Now, it turns out that under their calm and smiling exteriors, many OLs are seething with resentment and irritation at the men they work for. Through a rash of new, wickedly humorous card games and in letters to a popular column in a weekly magazine, these supposedly servile women are wreaking what might collectively be titled the Revenge of the OLs.
These unexpected eruptions of discontent not only have shaken the stereotypical view of Japanese women, but they also have jarred the image of those upstanding bureaucrats and executives who have charted Japan's economic miracle. Seen from the perspective of those who pour the tea, Japan's decisive and hard-working captains emerge as ear-nibbling, hard-drinking, helpless and sexually infantile clods. And the new culture of defiant OLs suggests rising dissatisfaction with Japan's traditional division of labor, in which men still hold the important jobs while Japan's highly educated women are assigned mostly low-level, low-paying and low-status jobs or stay at home to raise children.
"The office ladies want more respect and better treatment," said Chinami Shimizu, 27, a former computer programmer and self-described office lady who puts together the popular weekly column in Shukan Bunshun. "Times have changed, so theoretically this kind of behavior should not continue."
The biggest sore point for 1,300 OLs who contribute to Shimizu's column is that their bosses, and other men in their offices, don't take them seriously, treating them as little more than personal servants. The column is filled with anonymous comments detailing the most recent office outrages (such as bosses who nibble ears at office parties, tell them they are "cute" and make more openly suggestive remarks) and cloddish behaviors (such as bosses who constantly pick their noses, are befuddled by telephone hold buttons, unzip and drop their pants in front of the entire office when they tuck in their shirts).
"It was very bad for my heart," a 24-year-old printing company employee reported of the first time the boss tucked in his shirt in front of her.
In a column devoted entirely to the issue of making and serving tea for the office, one OL confessed she hated the task so much that she often squeezes a dirty dishrag into the tea water. Another, forced to serve a particularly detested boss, lined the bottom of his cup with soap or old soy sauce. "Then I served it to him and he drank almost all of it. His taste buds must have been cut," the 22-year-old OL reported with a vengeful satisfaction. A 25-year-old employee of a real estate company reported with disgust that a section chief once asked an OL to cut a sugar cube in half for him with her teeth: "He's been hated by the girls ever since."

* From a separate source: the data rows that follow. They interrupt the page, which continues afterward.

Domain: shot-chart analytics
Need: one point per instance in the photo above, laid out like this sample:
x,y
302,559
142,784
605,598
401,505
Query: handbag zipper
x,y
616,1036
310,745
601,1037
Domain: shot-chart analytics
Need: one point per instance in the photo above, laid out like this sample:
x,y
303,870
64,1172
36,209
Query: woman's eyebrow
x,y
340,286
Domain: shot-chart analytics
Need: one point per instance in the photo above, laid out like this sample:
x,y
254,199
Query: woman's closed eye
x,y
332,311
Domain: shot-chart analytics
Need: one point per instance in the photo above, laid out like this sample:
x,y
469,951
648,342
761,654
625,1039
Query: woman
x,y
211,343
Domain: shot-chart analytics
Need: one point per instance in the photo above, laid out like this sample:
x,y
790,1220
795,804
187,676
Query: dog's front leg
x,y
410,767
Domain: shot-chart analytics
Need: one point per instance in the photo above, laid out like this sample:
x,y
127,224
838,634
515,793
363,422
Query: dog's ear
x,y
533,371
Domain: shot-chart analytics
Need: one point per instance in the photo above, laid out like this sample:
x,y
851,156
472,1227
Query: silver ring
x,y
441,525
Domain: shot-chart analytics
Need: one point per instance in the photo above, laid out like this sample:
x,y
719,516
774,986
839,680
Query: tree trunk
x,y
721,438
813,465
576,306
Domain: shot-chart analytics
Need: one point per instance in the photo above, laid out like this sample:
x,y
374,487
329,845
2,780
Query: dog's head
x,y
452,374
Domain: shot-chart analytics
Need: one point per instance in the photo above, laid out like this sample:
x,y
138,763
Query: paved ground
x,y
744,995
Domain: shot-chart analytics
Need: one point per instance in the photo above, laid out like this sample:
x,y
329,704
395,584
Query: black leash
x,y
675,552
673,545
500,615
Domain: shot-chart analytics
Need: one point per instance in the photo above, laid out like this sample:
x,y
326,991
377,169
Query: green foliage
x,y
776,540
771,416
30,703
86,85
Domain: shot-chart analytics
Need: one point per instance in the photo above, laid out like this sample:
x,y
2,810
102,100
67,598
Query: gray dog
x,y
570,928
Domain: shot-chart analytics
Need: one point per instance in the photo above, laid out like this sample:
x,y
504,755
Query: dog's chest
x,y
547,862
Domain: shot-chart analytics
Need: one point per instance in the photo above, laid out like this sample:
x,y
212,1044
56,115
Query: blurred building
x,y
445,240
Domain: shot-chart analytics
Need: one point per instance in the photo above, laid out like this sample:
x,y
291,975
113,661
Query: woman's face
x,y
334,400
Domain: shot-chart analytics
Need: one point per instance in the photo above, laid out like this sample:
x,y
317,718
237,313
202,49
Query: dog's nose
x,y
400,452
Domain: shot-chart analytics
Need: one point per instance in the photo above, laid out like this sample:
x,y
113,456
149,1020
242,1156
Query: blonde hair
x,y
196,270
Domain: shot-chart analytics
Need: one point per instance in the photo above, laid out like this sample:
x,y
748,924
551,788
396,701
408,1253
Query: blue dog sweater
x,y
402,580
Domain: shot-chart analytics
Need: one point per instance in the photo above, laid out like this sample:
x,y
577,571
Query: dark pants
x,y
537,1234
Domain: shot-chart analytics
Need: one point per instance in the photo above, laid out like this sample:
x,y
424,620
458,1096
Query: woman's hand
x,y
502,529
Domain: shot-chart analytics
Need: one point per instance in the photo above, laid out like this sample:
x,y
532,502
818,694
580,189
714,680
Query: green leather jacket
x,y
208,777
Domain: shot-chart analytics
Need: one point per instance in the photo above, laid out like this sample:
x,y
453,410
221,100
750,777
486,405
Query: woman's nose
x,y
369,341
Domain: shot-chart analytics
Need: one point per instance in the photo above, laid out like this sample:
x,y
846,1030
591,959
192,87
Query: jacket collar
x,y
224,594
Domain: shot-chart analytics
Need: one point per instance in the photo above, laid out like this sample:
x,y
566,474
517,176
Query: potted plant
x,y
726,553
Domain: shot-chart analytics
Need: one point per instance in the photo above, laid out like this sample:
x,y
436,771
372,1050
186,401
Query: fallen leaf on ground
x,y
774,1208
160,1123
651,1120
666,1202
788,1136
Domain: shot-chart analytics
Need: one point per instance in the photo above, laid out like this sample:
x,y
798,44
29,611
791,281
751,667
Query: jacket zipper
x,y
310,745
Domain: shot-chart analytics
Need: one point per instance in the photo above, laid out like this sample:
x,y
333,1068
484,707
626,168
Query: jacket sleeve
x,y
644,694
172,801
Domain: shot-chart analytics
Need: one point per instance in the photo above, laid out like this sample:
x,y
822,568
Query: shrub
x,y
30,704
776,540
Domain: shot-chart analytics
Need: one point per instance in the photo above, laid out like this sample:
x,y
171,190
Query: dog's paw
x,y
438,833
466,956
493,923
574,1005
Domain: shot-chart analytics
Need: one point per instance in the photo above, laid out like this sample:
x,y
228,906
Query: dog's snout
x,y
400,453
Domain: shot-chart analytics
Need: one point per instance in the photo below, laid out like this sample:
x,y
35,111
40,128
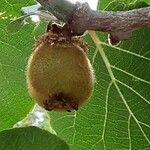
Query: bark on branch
x,y
80,18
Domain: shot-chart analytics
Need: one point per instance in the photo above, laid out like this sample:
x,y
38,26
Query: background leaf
x,y
117,115
30,138
15,102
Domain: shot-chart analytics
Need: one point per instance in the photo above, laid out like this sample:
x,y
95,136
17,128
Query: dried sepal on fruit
x,y
59,74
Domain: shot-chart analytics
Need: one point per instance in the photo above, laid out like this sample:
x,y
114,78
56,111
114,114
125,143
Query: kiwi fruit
x,y
59,74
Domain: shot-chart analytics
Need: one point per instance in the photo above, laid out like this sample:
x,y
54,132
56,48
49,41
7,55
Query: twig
x,y
81,17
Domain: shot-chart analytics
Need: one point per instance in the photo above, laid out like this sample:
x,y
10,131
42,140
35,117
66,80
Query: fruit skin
x,y
59,74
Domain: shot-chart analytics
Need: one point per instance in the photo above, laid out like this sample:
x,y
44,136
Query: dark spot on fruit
x,y
60,101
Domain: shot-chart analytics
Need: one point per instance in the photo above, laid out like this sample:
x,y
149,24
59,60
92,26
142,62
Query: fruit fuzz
x,y
59,74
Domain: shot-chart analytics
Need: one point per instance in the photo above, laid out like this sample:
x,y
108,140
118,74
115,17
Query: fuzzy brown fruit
x,y
59,74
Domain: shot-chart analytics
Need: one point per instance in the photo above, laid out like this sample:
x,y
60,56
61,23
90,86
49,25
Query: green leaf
x,y
122,4
15,49
117,115
30,138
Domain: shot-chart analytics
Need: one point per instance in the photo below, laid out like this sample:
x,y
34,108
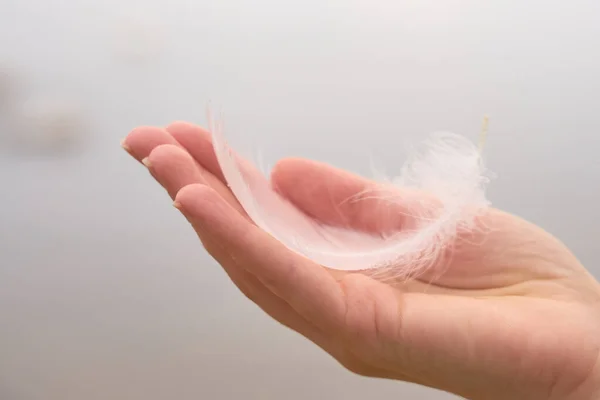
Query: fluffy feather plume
x,y
439,193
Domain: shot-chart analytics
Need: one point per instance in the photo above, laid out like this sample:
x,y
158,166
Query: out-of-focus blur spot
x,y
139,37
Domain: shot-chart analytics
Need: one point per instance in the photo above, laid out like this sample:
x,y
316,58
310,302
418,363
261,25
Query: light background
x,y
105,293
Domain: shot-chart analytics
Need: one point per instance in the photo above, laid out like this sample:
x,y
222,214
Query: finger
x,y
272,305
140,142
174,168
305,286
197,141
339,198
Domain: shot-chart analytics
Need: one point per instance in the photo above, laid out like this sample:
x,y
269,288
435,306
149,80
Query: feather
x,y
440,191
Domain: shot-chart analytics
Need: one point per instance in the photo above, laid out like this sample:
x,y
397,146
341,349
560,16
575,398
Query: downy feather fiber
x,y
440,192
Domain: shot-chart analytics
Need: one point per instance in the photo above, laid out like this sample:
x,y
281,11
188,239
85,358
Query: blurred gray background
x,y
105,292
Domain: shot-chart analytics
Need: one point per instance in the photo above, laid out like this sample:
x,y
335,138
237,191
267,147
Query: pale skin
x,y
514,315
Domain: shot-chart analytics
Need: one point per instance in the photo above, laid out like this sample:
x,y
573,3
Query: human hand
x,y
514,315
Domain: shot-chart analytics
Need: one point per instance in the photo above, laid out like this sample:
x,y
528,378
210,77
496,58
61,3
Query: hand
x,y
513,316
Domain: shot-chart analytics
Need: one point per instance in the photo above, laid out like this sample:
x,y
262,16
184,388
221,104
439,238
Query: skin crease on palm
x,y
514,315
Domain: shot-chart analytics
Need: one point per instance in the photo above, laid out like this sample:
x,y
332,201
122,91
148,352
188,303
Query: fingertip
x,y
168,152
185,129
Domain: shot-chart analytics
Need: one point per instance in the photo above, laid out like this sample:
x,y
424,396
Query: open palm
x,y
511,315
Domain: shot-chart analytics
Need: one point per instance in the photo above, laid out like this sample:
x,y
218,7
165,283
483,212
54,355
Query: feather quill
x,y
446,175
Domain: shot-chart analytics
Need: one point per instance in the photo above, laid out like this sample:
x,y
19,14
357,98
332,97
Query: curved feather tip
x,y
439,193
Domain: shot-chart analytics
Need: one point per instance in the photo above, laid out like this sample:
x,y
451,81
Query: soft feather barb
x,y
439,193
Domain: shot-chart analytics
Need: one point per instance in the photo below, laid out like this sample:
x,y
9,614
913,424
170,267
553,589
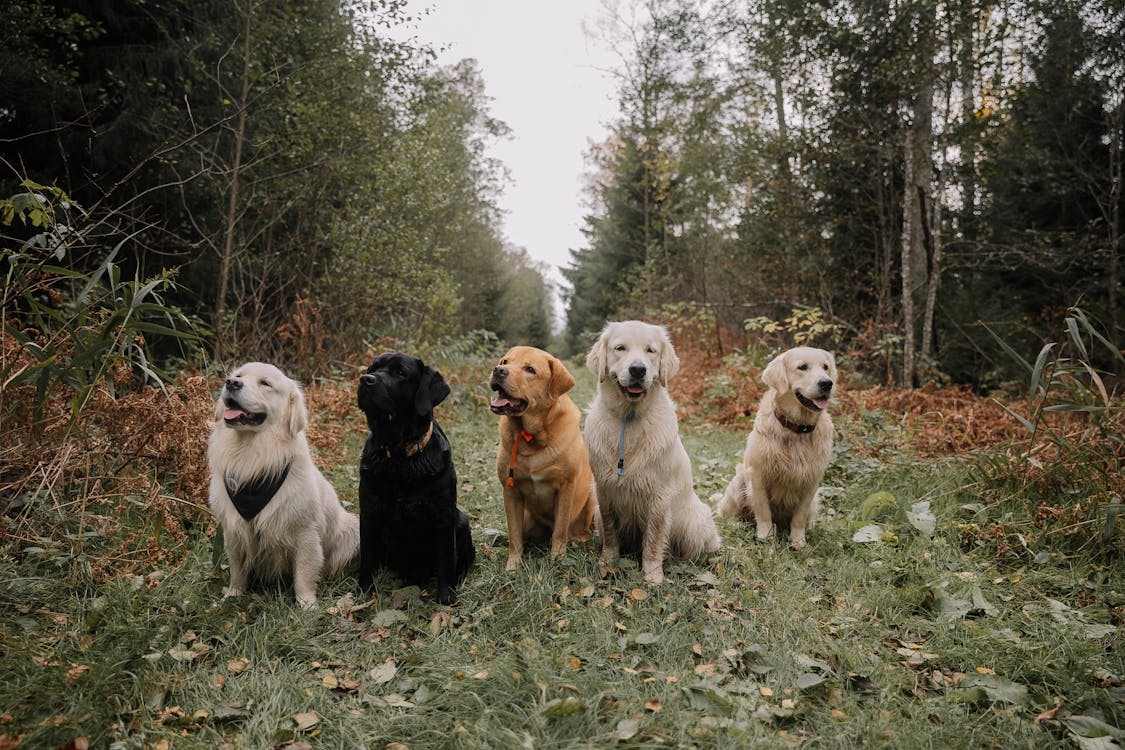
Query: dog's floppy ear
x,y
432,390
561,380
669,363
298,414
775,375
597,357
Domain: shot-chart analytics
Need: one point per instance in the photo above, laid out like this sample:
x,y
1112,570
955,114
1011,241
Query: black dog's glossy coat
x,y
407,487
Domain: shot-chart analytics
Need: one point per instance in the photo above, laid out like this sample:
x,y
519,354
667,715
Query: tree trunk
x,y
918,197
909,219
232,210
1116,242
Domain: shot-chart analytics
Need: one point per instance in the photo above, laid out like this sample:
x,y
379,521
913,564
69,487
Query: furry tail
x,y
343,550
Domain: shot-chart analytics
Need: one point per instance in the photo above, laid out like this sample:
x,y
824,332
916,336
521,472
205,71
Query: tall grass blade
x,y
1007,348
1041,362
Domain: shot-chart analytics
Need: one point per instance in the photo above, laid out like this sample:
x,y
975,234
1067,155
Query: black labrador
x,y
407,487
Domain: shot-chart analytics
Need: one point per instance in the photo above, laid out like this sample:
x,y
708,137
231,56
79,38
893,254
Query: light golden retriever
x,y
789,449
280,517
541,461
641,470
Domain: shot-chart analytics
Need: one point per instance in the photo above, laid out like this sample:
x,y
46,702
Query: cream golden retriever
x,y
789,449
280,517
642,473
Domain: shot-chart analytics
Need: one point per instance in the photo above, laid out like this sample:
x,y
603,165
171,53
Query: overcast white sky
x,y
547,82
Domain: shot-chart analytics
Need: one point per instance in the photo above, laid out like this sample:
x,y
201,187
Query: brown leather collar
x,y
794,426
417,446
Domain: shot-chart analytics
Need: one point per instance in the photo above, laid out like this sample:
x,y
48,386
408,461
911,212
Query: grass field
x,y
909,641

"When we graduate university and enter a company, we think of those who receive us as our superiors" and therefore respect them, Shimizu said. "But these old guys don't think of us as part of their ... staff, they just think of us as a new girl. So when they're too busy to go to the bank they have us withdraw the money, or if they have a cut they have us get the Band-Aid and put it on, or buy a present for someone."
According to Tamaki Negishi, who helped create the popular "No-Men-Allowed Office" card game for Yannoman toy company, the game was sparked in part by the increasing interest in "seku-hara" -- sexual harassment in Japan.
The cards feature a menagerie of unattractive men, such as the 45-year-old pervert section chief, the 50-year-old sex fiend executive, the 60-year-old president with body odor, the 33-year-old alcoholic and the 23-year-old lazy complainer. The players are put into awkward, usually sexual, situations and, depending on their luck picking cards, get to tell off the boss by kicking him between the legs, slapping his face or threatening to tell his wife. Unlucky players, however, end up having the affair or tearfully enduring some office indignity.
"This is a hit with office ladies because it is used to relieve their frustrations," said Negishi, who used the experiences of her OL friends to develop the game. Another game, "This Is What You're Thinking, Right?," instructs players to use real names from the office. The players then pick cards with such blunt assessments as, "I will kick his ass at the company trip," or "He was rude to try and get me to go to a hotel so I will get back at him at the next conference."
Not all of the games, however, work on the theme of telling off the men at work. "We Can Play for 24 Hours," a board game, is also popular these days. Its goal is to marry a handsome, rich second son. In Japan, the wife of the first-born son is expected to take care of the in-laws in their dotage, a task few OLs nowadays are eager to take on.